Patti Smith speaking with David Granger at Hearst Tower

Patti Smith made a stop on her book tour at Hearst Tower in New York Monday night.

The musician and writer spoke with Esquire editor in chief David Granger about her second memoir, titled “M Train,” which has been described by critics as filled with “allusions” and told in a “stream of conscience” way.

This story first appeared in the October 7, 2015 issue of WWD. Subscribe Today.

Granger’s discussion seemed to follow that style, as he began by asking Smith her favorite lyric.

“’It’s the end of the world as we know it and I feel fine,’” she said, referring to R.E.M.’s eponymous song. From there, the two talked about Smith’s likes and dislikes. She likes taking Polaroids, drinking “way too much” coffee and watching reruns of AMC’s “The Killing.”

Her enjoyment of simple things like her children, detective novels and the seemingly unchanged corners of the New York she knew in the Seventies appeared to lull the audience, which was filled with Hearst employees, into thinking they were listening to their shrewd, yet slightly eccentric neighbor — until Granger reminded them that they were listening to rock ‘n’ roll royalty.

Case in point: when the editor asked Smith about her experience with fame, she offered an anecdote about her last concert in Italy in 1979.

“We played for 80,000 kids in a soccer stadium,” she said, noting that she hadn’t told anyone that would be her last big performance, and mark her exit from “public life.” Smith said as a token goodbye, she offered the audience her stage, guitar, mic and amplifier.

“Rock ‘n’ roll belongs in the hands of anyone who wants to express themselves,” she said. “I left and that was my goodbye.”

Granger probed, wondering why Smith left at that moment in her life when her career was still humming. The singer explained that all that could be obtained at that point was more money.

“I didn’t see personal growth…there was no growth [left] as an artist,” Smith said, before turning to the importance of being a “pure” artist who isn’t affiliated with any political or social causes.

“I don’t like being fettered by any one particular religion or movement….As an artist, I’m free,” she said, noting that her close friend, Robert Mapplethorpe was the same way.

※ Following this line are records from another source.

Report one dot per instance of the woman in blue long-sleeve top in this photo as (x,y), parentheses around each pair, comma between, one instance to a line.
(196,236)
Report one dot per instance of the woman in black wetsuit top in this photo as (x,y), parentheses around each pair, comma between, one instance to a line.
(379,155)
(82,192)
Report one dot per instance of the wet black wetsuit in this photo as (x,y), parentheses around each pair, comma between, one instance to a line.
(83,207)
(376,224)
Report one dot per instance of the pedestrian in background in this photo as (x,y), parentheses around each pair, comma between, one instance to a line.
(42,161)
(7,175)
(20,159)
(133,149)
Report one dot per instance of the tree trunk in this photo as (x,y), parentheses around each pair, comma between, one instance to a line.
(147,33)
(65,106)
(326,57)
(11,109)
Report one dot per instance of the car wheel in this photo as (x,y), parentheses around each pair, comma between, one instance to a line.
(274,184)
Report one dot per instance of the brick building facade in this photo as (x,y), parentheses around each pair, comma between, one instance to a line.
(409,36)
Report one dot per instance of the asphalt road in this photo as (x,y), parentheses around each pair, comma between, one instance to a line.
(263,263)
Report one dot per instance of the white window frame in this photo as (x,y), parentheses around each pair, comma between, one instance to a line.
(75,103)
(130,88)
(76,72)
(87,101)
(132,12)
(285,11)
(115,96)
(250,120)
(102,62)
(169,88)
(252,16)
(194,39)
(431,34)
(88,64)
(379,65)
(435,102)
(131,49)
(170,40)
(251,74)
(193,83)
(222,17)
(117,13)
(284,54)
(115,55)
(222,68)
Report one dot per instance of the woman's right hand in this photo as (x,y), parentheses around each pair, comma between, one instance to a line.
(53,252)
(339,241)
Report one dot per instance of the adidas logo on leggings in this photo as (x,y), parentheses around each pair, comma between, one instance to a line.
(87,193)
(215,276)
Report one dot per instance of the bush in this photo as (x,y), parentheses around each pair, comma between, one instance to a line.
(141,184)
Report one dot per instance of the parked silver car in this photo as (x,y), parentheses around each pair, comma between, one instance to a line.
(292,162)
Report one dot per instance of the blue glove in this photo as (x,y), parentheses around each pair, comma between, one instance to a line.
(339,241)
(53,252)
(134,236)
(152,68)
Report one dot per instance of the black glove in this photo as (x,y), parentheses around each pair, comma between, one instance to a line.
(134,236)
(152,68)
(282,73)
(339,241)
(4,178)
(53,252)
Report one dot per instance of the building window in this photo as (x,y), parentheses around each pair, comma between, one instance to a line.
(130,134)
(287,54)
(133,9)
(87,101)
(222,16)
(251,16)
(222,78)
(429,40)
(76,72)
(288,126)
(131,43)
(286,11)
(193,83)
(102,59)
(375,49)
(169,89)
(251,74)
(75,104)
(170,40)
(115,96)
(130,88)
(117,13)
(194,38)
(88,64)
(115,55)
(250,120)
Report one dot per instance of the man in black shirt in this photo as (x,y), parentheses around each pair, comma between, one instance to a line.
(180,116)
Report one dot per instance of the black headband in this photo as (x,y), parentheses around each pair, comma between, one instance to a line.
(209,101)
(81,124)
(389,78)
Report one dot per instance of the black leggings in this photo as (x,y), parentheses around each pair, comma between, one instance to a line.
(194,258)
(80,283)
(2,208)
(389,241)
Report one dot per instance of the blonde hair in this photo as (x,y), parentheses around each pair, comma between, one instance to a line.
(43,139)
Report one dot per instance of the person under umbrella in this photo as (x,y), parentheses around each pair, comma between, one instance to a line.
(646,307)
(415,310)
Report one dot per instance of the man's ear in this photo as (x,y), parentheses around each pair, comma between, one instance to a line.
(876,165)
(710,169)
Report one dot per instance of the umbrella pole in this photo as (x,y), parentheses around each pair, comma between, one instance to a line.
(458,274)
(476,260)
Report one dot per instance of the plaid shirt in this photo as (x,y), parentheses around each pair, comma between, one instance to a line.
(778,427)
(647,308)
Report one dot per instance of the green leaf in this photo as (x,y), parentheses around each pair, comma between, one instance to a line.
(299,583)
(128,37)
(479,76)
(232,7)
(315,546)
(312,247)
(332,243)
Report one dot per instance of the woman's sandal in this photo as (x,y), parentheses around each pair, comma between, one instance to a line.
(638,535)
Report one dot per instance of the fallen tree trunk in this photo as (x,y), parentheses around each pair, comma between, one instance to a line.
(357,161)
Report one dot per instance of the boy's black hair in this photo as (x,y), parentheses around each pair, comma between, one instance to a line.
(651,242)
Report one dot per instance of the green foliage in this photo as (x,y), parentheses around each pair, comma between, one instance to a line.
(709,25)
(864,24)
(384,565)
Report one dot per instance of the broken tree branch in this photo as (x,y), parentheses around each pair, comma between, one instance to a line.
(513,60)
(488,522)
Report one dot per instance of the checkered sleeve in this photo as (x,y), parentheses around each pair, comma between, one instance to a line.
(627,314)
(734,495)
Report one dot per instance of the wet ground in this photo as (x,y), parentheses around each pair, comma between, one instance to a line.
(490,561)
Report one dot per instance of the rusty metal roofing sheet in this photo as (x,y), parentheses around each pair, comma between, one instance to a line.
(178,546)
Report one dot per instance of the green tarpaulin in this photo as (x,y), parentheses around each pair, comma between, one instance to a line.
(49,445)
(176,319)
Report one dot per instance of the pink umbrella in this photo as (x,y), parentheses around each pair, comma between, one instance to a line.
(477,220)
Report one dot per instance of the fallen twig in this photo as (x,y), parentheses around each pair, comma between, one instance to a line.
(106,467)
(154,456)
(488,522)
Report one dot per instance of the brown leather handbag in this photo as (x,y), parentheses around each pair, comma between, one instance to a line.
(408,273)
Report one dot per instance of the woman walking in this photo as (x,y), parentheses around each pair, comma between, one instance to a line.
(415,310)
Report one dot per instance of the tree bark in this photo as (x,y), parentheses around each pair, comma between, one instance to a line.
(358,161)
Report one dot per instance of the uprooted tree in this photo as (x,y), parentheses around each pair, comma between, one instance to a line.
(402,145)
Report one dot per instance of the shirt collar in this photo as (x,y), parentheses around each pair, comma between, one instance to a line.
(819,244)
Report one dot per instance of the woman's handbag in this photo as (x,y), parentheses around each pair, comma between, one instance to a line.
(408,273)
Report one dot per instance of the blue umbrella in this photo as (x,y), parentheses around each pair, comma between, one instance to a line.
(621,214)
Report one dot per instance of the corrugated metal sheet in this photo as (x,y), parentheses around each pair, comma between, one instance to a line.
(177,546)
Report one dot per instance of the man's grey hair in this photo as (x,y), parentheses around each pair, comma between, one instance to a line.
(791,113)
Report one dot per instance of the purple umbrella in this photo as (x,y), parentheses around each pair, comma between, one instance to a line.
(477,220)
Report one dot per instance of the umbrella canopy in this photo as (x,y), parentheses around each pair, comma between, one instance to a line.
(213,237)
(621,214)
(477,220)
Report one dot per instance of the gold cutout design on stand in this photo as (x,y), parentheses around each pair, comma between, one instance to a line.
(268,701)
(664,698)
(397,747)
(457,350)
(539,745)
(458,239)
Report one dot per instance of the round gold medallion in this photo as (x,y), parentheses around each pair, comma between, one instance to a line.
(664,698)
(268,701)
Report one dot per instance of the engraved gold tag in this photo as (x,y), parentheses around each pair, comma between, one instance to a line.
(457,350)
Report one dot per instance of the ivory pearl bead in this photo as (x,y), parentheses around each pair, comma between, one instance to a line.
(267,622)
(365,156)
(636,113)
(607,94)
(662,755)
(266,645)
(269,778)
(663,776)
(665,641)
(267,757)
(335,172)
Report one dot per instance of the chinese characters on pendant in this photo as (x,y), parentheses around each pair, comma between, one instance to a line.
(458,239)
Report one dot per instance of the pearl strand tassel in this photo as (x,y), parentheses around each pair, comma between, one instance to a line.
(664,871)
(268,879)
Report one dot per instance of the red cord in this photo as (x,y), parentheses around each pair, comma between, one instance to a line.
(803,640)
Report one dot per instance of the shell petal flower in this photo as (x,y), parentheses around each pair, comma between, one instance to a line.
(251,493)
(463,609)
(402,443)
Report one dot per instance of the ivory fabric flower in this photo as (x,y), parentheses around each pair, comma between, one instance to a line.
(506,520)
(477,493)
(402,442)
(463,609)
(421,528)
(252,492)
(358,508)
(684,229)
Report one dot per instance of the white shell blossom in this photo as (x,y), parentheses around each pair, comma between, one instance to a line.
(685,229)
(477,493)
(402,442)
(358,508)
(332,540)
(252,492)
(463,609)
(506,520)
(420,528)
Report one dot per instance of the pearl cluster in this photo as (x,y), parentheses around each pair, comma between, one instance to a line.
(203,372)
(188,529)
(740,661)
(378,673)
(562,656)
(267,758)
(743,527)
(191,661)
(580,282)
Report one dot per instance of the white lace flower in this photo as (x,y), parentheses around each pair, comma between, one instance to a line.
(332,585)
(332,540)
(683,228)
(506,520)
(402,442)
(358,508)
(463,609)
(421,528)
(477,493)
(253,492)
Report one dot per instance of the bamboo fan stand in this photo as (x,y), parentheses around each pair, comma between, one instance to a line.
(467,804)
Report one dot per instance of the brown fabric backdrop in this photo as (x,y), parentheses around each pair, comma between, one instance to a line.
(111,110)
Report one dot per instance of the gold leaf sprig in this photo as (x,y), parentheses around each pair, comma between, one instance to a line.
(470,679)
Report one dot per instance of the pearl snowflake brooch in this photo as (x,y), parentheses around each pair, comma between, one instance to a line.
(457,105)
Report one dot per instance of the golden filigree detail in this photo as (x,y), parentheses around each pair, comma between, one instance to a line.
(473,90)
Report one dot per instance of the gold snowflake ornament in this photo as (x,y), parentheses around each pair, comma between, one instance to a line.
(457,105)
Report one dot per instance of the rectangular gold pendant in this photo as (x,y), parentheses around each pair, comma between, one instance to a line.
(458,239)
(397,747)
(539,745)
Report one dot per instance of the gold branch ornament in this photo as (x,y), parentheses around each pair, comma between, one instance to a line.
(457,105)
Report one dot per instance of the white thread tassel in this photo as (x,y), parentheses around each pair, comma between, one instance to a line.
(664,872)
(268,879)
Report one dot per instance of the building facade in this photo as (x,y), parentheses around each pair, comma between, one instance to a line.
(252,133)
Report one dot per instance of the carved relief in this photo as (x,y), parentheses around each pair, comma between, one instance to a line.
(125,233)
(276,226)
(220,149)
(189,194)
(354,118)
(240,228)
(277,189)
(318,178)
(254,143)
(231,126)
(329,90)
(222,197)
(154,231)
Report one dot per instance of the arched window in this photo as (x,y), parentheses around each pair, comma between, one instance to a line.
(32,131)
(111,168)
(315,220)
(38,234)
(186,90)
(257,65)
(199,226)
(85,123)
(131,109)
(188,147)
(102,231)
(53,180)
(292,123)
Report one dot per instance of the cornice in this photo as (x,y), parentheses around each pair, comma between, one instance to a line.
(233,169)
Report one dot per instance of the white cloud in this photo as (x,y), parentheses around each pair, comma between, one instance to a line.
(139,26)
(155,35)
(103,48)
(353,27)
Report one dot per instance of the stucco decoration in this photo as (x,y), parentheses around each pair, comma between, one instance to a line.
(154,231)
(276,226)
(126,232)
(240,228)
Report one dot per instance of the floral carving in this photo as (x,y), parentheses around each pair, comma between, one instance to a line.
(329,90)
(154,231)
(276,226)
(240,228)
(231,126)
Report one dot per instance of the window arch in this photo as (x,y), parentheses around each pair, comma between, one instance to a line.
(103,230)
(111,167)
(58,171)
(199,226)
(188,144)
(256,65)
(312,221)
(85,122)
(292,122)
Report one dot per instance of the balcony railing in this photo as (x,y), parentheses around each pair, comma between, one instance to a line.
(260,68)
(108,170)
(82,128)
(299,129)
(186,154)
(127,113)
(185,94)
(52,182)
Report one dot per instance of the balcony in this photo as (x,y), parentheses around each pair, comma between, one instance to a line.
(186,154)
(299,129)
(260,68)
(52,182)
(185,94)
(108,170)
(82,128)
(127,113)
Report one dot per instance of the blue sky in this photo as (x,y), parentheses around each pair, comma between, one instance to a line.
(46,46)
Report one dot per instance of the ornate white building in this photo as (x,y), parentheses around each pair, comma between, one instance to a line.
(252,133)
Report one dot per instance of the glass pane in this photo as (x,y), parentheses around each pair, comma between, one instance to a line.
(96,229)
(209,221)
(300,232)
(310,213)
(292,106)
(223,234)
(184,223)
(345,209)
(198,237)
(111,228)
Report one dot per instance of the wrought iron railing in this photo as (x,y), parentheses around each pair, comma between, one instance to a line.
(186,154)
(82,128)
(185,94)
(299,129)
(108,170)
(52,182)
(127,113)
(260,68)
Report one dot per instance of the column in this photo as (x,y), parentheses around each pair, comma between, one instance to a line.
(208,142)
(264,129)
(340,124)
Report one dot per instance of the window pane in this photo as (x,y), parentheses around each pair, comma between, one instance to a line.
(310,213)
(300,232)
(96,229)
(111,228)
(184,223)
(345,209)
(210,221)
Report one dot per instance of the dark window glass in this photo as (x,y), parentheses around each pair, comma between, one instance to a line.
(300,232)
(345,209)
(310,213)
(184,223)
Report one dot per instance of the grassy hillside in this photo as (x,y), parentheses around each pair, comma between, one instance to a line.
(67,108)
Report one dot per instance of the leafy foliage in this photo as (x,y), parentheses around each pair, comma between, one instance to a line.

Granger listened to Smith talk in a matter-of-fact way about her famous friends who would become the voices of their generation. An audience member, who seemed equally surprised by Smith’s down-to-earth attitude and candor, asked her to describe an average day.

“I get up. If I’m out of sorts, I do exercises. I wash my face. I feed the cat,” she said. “I get coffee. I take a notebook and write for a couple of hours. I roam around…take long walks. I just kill time until something good is on TV.”

A quizzical expression flashed on Granger’s face.

“I’m still the same person. I know that some people have different personas for the [different] things they do. I’m not criticizing that. I take everything in stride,” Smith said with a shrug. “[If] I’m leaving because I need to go to Berlin and give a medal to Joan Baez….I go and look for coffee there.”